There can be few people, except the seven raised so peremptorily from their beds at the Baur au Lac hotel in Zurich, who did not feel at very least a frisson of vindication. Here were the super-smart Swiss police mounting a dawn raid on a five-star hotel at the request of the US Justice Department, and hauling away some of the most powerful individuals in global sport.
Small matter that football enjoys nothing like the following in the US that it enjoys elsewhere. Small matter, too, that the two men due to contest the presidency of the international footballing federation, Fifa, on Friday were exempt from the round-up and permitted to sleep on. The spectacle was dramatic, the timing delicious, and the message – that the final whistle may be about to blow on corruption at the top of the superannuated international football establishment – impossible to ignore.
Within minutes of the news breaking, the accolades for the US-instigated action were piling up in the social media, as they continue to do. Fifa luminaries might be declaring “a sad day” for international football, but popular sympathy was limited. Although Fifa’s President, Sepp Blatter, a Swiss, had a challenger for his re-election this time in the shape of Prince Ali Bin al-Hussein of Jordan, the expectations were that the octogenarian incumbent would be crowned for a fifth time. It was indicative that in recent days, Western commentators had largely given up rehearsing Blatter’s shortcomings and turned to trying to explain his appeal instead.
The seemingly perpetual stagnation in Fifa’s hierarchy was one reason for the widespread glee at its very public embarrassment yesterday. The surprise intervention of law enforcement meant that there was suddenly something to play for. But the satisfaction was multiplied many times over, because earlier efforts to pin down and purge what was widely seen as Fifa’s ingrained corruption had one way or another come to nothing.
The most recent was an investigation sanctioned by Fifa itself, as part of a reputational clean-up initiative. Michael Garcia, a former US attorney, was appointed chairman of the investigative branch of Fifa’s ethics committee (always beware long titles), and set out to look at the 2010 World Cup bidding process. This was 2012. He delivered his report last September. A summary published subsequently was described by Garcia himself as substantially incomplete, and by others, more frankly, as a “whitewash”. The full report remains under wraps for what were described as legal reasons. Garcia resigned.
This tangled tale had augmented a growing sense that Fifa had been allowed to wriggle its way out of far too much. And if it took the combined might of the Swiss police, with its reputation for efficiency and integrity, and the US Justice Department, known for its tireless pursuit of felons everywhere, then so be it. Thank goodness someone was prepared to do the necessary.
Such an uncomplicated response, however, leaves several questions hanging. One concerns the Swiss authorities. The dawn raid was conducted by Swiss police at the request of the US, and this is normal practice if the evidence presented by the foreign jurisdiction passes muster. After the raid, however, the Swiss announced that they too had opened criminal proceedings “against persons unknown on suspicion of criminal mismanagement and money-laundering in connection with the allocation of the 2018 and 2022 World Cups”.

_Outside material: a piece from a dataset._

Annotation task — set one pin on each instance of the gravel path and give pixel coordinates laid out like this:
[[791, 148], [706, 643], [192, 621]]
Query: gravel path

Why, it might be asked, did it take the generally straight-laced Swiss so long, and did it have anything to do with the secrecy of its banks? Was it Garcia’s report, perhaps, or did the US have evidence that forced the Swiss hand?
Another question concerns the US role and its implications. The background to the raid lends a whole new meaning to the term “global policeman” – not without some irony. Even as President Obama was being lambasted from all sides over his reluctance to deploy US military power to halt the advance of Islamic State in the Middle East, his law officers were extending the reach of US judicial power into a sovereign European state and the inner workings of a world sport governing body.
As the UK extradition cases of the “NatWest Three”, the hacker Gary McKinnon, and others have demonstrated, it is not unheard of for US prosecutors to track their quarry far beyond US shores and demand that the accused stand trial in the US. But what happened yesterday was something of quite a different order.
A rough summary would be that, with other jurisdictions unwilling or unable to force Fifa to put its house in order, the US decided to step in and do it for them. How far is this away from a US ambition to have its judicial writ run worldwide?
It is true that there are grounds for the US to claim jurisdiction. Some of the alleged corrupt practices took place on American soil and some of the money allegedly flowed through US banks – which, if true, suggests carelessness, ignorance or both. It also appears that the US indictments in Zurich are a result of evidence provided by other officials who have co-operated with the FBI. Again, there is nothing intrinsically wrong here; like it or not, plea-bargaining is the way so much justice in the US is done.
But the delight at Fifa finally (perhaps) getting its comeuppance needs to be tempered. What happened yesterday was a significant extension of the US judicial reach. And while Fifa might be seen as a deserving recipient of American-style justice, it is worth asking whether we would like to see Washington’s legal writ extended to other international sports bodies, to European organisations, perhaps even to branches of the UN – and where this new projection of US power might stop.